Thursday 20th November, 2014 1045
I thought I may as well make a start on this while between classes and waiting for a frozen pasty to cook in the oven.
I had thought that making a tuna pasta bake for last night’s meal would be a simple affair but I was wrong. I think it took more effort even than making pizzas. I could have cheated and used some packet cheese sauce but I adhered to the recipe. For the first time in my life I made a roux and added milk without the sauce becoming lumpy, impatience being my habitual enemy there. The substitution of green peppers due to the absence of celery wasn’t a bad decision and in fact because they were hot peppers (you can never tell here if they are going to be hot or sweet, they all look the same) gave it a bit of a bite. Unbelievably it required 30y worth of butter alone. I think on cost it would have rivalled the originally planned beef and dumpling stew.

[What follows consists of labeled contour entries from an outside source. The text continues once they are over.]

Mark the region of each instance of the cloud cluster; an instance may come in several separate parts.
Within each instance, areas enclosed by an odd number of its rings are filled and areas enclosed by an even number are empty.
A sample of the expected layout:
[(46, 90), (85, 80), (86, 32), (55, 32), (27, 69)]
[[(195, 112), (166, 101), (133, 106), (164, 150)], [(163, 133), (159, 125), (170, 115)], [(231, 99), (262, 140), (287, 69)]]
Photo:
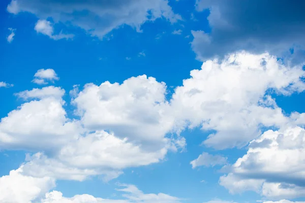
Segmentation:
[[(192, 71), (191, 78), (176, 87), (169, 99), (165, 83), (145, 75), (121, 84), (88, 83), (80, 90), (75, 86), (70, 95), (77, 119), (67, 116), (63, 89), (50, 86), (25, 90), (16, 94), (25, 103), (1, 119), (0, 148), (33, 152), (21, 166), (22, 176), (82, 181), (99, 175), (107, 181), (127, 167), (158, 163), (169, 151), (183, 149), (186, 142), (179, 134), (186, 128), (214, 131), (203, 143), (216, 149), (243, 146), (260, 134), (262, 126), (287, 128), (290, 131), (271, 131), (273, 135), (265, 138), (270, 132), (267, 131), (261, 141), (251, 142), (249, 151), (257, 151), (239, 159), (220, 184), (232, 192), (251, 190), (270, 198), (299, 196), (303, 193), (304, 160), (296, 159), (290, 164), (295, 167), (276, 172), (281, 167), (277, 164), (282, 153), (299, 152), (293, 157), (301, 157), (304, 130), (297, 125), (305, 123), (305, 116), (285, 115), (266, 92), (301, 92), (304, 74), (301, 66), (267, 53), (237, 53)], [(44, 82), (58, 79), (52, 69), (39, 70), (35, 77)], [(273, 150), (270, 160), (274, 163), (266, 172), (253, 174), (249, 165), (258, 168), (269, 161), (257, 162), (264, 160), (261, 157), (267, 158), (264, 150), (269, 154)], [(206, 153), (191, 162), (193, 168), (227, 163), (226, 157)], [(274, 179), (264, 177), (265, 172)], [(292, 176), (277, 178), (287, 173)], [(59, 199), (71, 200), (56, 194)]]
[(37, 33), (41, 33), (55, 40), (60, 40), (62, 39), (71, 39), (74, 36), (72, 34), (63, 34), (62, 32), (58, 35), (54, 35), (54, 28), (51, 22), (46, 20), (38, 20), (35, 24), (34, 29)]
[(55, 71), (52, 69), (40, 69), (34, 75), (34, 79), (32, 82), (39, 85), (46, 85), (49, 82), (54, 83), (55, 80), (58, 80), (59, 78)]
[(220, 183), (231, 193), (254, 190), (269, 198), (303, 196), (305, 129), (269, 130), (250, 142), (247, 154), (232, 166)]
[(227, 163), (227, 158), (220, 155), (213, 155), (203, 152), (198, 157), (191, 161), (192, 167), (195, 168), (201, 165), (214, 166), (216, 165), (225, 165)]
[(237, 52), (206, 61), (175, 90), (171, 106), (176, 127), (214, 130), (203, 142), (208, 147), (242, 147), (260, 134), (260, 126), (280, 127), (297, 119), (285, 116), (266, 92), (301, 92), (304, 74), (302, 65), (268, 53)]
[(15, 31), (16, 31), (16, 29), (13, 29), (12, 28), (10, 27), (9, 30), (11, 31), (11, 33), (7, 37), (7, 40), (9, 43), (10, 43), (13, 42), (13, 40), (14, 40), (14, 37), (15, 36)]
[(22, 167), (10, 175), (0, 177), (0, 202), (6, 203), (180, 203), (180, 199), (164, 193), (145, 194), (133, 185), (120, 184), (116, 190), (120, 199), (95, 197), (89, 194), (66, 197), (59, 191), (49, 191), (55, 186), (54, 179), (45, 177), (34, 178), (21, 174)]
[(0, 82), (0, 87), (10, 87), (14, 86), (12, 84), (7, 83), (6, 82)]
[(166, 0), (128, 0), (115, 1), (65, 1), (54, 0), (12, 0), (7, 7), (9, 12), (17, 14), (27, 12), (36, 15), (38, 21), (35, 29), (51, 38), (59, 39), (71, 35), (53, 35), (50, 22), (72, 24), (85, 30), (93, 36), (102, 39), (113, 29), (129, 25), (141, 31), (141, 26), (146, 21), (164, 18), (171, 22), (181, 17), (174, 13)]

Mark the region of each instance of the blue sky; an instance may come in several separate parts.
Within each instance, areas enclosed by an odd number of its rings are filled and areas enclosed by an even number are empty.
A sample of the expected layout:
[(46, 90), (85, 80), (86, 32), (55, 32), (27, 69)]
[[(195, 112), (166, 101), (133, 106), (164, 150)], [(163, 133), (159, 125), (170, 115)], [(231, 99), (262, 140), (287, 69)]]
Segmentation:
[(305, 202), (304, 3), (0, 8), (0, 202)]

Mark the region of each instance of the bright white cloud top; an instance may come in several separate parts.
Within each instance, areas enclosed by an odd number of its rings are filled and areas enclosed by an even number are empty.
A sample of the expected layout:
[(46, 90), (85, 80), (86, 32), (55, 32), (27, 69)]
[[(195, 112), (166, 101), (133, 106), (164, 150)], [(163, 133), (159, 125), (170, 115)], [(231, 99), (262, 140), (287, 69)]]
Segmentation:
[(0, 5), (0, 203), (305, 203), (305, 3), (229, 2)]
[[(121, 84), (87, 84), (81, 91), (73, 90), (71, 103), (79, 119), (67, 117), (62, 98), (65, 91), (60, 88), (17, 93), (29, 100), (2, 119), (0, 146), (37, 153), (1, 178), (0, 187), (8, 179), (22, 181), (18, 185), (22, 192), (16, 192), (26, 197), (17, 195), (14, 201), (29, 201), (44, 195), (55, 180), (83, 181), (102, 175), (107, 181), (124, 168), (157, 163), (168, 151), (185, 147), (185, 139), (179, 134), (185, 128), (215, 130), (203, 143), (223, 149), (247, 144), (262, 125), (280, 129), (267, 131), (250, 142), (247, 155), (221, 177), (220, 184), (232, 193), (252, 190), (272, 199), (302, 196), (305, 130), (297, 125), (304, 123), (303, 115), (285, 115), (266, 95), (268, 89), (285, 95), (303, 91), (301, 66), (283, 64), (268, 54), (241, 52), (222, 61), (207, 61), (191, 75), (169, 100), (166, 84), (145, 75)], [(35, 77), (58, 79), (51, 69), (39, 70)], [(168, 136), (170, 133), (176, 136)], [(203, 152), (191, 163), (195, 168), (227, 164), (227, 160)], [(26, 186), (32, 184), (38, 189)], [(42, 202), (74, 202), (79, 198), (102, 201), (87, 195), (67, 198), (57, 191), (46, 195)]]

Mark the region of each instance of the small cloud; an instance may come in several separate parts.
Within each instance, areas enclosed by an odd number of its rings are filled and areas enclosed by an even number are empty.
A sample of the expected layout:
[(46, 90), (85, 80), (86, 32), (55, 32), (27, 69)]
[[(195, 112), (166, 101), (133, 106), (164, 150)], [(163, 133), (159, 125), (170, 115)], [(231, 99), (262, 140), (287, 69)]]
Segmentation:
[(140, 56), (145, 56), (146, 55), (145, 54), (145, 53), (144, 53), (144, 51), (141, 51), (141, 52), (139, 53), (138, 54), (138, 56), (140, 57)]
[(182, 30), (180, 29), (175, 29), (174, 31), (173, 31), (173, 32), (172, 32), (172, 34), (173, 35), (181, 35), (182, 33)]
[(161, 34), (158, 34), (156, 36), (156, 40), (159, 40), (159, 39), (161, 38), (161, 37), (162, 37), (162, 36), (163, 35), (164, 35), (165, 33), (165, 31), (163, 31), (162, 33), (161, 33)]
[(0, 82), (0, 87), (11, 87), (14, 86), (12, 84), (7, 83), (5, 82)]
[(54, 40), (60, 40), (62, 39), (68, 39), (73, 38), (74, 37), (74, 35), (72, 34), (63, 34), (62, 31), (58, 35), (54, 35), (54, 28), (51, 22), (48, 21), (46, 20), (38, 20), (35, 24), (34, 29), (37, 33), (41, 33), (42, 34), (46, 35)]
[(54, 83), (54, 80), (58, 80), (59, 78), (57, 76), (55, 71), (52, 69), (40, 69), (35, 75), (32, 82), (39, 85), (45, 85), (48, 84), (48, 81)]
[(197, 21), (198, 20), (195, 17), (194, 13), (193, 13), (191, 14), (191, 20), (193, 20), (193, 21)]
[(105, 60), (107, 59), (106, 57), (99, 57), (99, 60)]
[(13, 42), (13, 40), (14, 40), (16, 29), (13, 29), (12, 27), (10, 27), (9, 30), (11, 31), (11, 33), (7, 37), (7, 40), (9, 43), (10, 43)]

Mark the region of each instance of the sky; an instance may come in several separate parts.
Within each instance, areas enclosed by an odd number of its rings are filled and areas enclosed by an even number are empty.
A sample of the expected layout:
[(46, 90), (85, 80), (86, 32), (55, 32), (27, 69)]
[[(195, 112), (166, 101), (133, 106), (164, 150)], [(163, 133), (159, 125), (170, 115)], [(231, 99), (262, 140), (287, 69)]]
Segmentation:
[(304, 9), (1, 1), (0, 202), (305, 202)]

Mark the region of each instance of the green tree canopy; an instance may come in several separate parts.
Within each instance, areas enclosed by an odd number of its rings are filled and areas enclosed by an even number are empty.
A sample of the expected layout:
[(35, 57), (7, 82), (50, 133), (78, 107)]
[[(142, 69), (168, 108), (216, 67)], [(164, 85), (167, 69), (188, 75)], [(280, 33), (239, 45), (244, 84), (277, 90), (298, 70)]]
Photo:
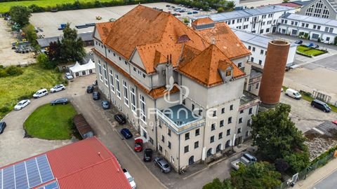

For once I ate a decent portion, all the students (Kevin invited Lin, a 16 year old he is helping privately, Ollivier punished Evanie - his students end up there all afternoon helping him to cook - and my missing wife from the Sichuan meal, Nancy, was my guest) finished their plates with two of them taking seconds. Kevin took what little remained home to heat for today’s lunch and Ollivier the Porker had THIRDS! I have to say his apple sponge cake was his best effort yet. I have no idea what he did but it was his fluffiest yet - and I’m not a big cake eater. His “biscuits” were imbued with almonds and which I jokingly told the students were used as foundations when they were building the school. You need teeth like a crushing machine to actually eat them but the students always seem happy to take them to their friends afterwards. Kevin had suggested I don’t make a soup this time and in fairness I had used half a kilo of pasta so there was plenty on the table but we did need to break out our limited communal cheeseboard which had Ollivier’s smelly feet cheese and Kevin’s edam. Hopefully all the students enjoyed their evening and at the end the last two standing were Ollivier and me. I only stayed to polish off what I think was our fifth bottle and then left to take Pepsi out. Ollivier did offer to open another bottle but with an early rise this morning I felt it would be unwise. As it is I had a problem getting up!
Before the meal I took half a dozen slices of my latest ham for everyone to try. It was all that was left because on Tuesday night I boiled it. I then started watching a film on my laptop and promptly forgot all about it. Eventually the cats making a din jerked me back to reality and on opening the kitchen door I found it filled with dense smoke. The pan wasn’t quite ruined and in fact is now in use for the pets, albeit severely blackened. The pork/ham was incinerated and by the time I had cut off the cinders all that was left was the little I took for tasting. Damned annoying because it was seriously good ham, the best so far. And of course I can’t make any more now until I buy a new pan.
The Big Inspection is now almost over, apparently the hit squad are leaving at lunchtime. According to Kevin they are discussing their decision in order to render it prior to their departure, said fact prompting me to comment that depending on what the decision is will decide how lavish the free lunch the school will bestow upon them. It will be interesting to see if everything goes back to normal once they have gone. Will the guards keep their shiny new uniforms or will they be put in storage? Will the south gate once again be permanently locked, seeing as it usually is unless bigwigs or a coach party are arriving? Answers on a postcard please.